No. We'll either realize how useless it is and not try, or try and
fail. Anyone with the intelligence and determination to implement a
human-like personality, which is stable under recursive
self-improvement, has the intelligence and determination to realize
why it is not a good idea.
> For example, some companies are building companion robots for the
> elderly that very intentionally have personality, and that encourage the
> formation of long-term emotional relationships with their owners.
These aren't AGIs, thank Eru. If they were we wouldn't be here.
> > We can name a long list of things that are definitely
> > anthropomorphic, because they only arise out of specific selection
> > pressures. Love and mating for one thing. Tribal political structures
> > for another.
> I don't have your confidence that I know what is and isn't inherent. For
> example, I'm not sure that a group of interacting GAIs would not
> logically employ a system very much like tribal politics.

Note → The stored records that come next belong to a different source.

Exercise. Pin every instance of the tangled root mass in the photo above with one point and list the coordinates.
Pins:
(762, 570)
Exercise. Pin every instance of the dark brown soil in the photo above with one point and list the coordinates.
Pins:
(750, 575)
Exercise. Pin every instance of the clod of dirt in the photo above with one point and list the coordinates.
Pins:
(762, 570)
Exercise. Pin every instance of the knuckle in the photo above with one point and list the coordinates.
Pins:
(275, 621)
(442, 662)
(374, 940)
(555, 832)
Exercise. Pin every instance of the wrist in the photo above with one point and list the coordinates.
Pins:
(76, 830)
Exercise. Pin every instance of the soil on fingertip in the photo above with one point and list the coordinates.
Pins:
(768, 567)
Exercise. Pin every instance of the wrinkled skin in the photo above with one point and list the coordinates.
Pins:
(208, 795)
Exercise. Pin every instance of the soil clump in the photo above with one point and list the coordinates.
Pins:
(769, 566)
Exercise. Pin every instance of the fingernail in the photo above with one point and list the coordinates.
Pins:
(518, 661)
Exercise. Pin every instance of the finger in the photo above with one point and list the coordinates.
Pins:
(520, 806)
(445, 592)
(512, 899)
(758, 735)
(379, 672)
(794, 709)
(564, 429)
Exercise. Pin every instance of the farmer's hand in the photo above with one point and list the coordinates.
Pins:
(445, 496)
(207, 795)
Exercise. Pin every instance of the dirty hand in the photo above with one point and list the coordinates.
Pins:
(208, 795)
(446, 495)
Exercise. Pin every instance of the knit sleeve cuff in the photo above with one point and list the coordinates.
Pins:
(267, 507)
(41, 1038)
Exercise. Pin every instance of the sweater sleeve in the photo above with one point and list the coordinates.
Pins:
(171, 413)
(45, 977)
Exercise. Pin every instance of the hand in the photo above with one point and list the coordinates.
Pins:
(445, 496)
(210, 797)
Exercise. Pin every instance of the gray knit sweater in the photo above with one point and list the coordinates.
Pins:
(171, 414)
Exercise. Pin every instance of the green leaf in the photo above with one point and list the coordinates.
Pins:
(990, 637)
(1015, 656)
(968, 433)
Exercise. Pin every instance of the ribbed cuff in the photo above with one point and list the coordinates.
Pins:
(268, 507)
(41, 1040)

Where would such a system come from? Without strong selection
pressure, *why* would such a system arise? If you put a bunch of
humans together, they'll start politicking. We're human, and so when
we imagine *any* intelligent entities, we imagine politicking. This is
not how it actually works.
> systems come to mind.) Or even love.
Again, love evolved because of strong *selection pressures* towards
> As I understand it, love evolved
> because it allows two parties to trust each other beyond the initial
No, no, no. Love is not a generic "thingy that allows two
intelligences to trust each other". Love is a complex functional
adaptation, created by billions of years of evolution on organic
beings. An AGI can trust another AGI, in the sense that another AGI's
statements are given high confidence in the Bayesian probability
network. This is not "love". If you don't believe me, go read the
cognitive science literature on love, I don't know it in detail but we
know it is *far* more complex than that.
> which is important for some mutually beneficial contracts
> which would otherwise be unworkable. A similar arrangement might make
> sense in a GAI. If you feel that's impossible because machines can't
> feel, then we have another area of disagreement as I don't see any
> reason they should not if we can.
There is a huge, huge difference between "feeling" and Homo
economicus-type interaction. One sure as heck does not imply the
> > Brain simulations and uploads are another thing, I'm talking about
> > built-from-scratch, human-designed AGIs.
> You may have been talking only about built-from-scratch GAIs, but we
> weren't. Dare I tell you to read the previous posts before replying?
I've read all the posts I've responded to, but this thread alone has
dozens of posts, there's no real point to reading them all.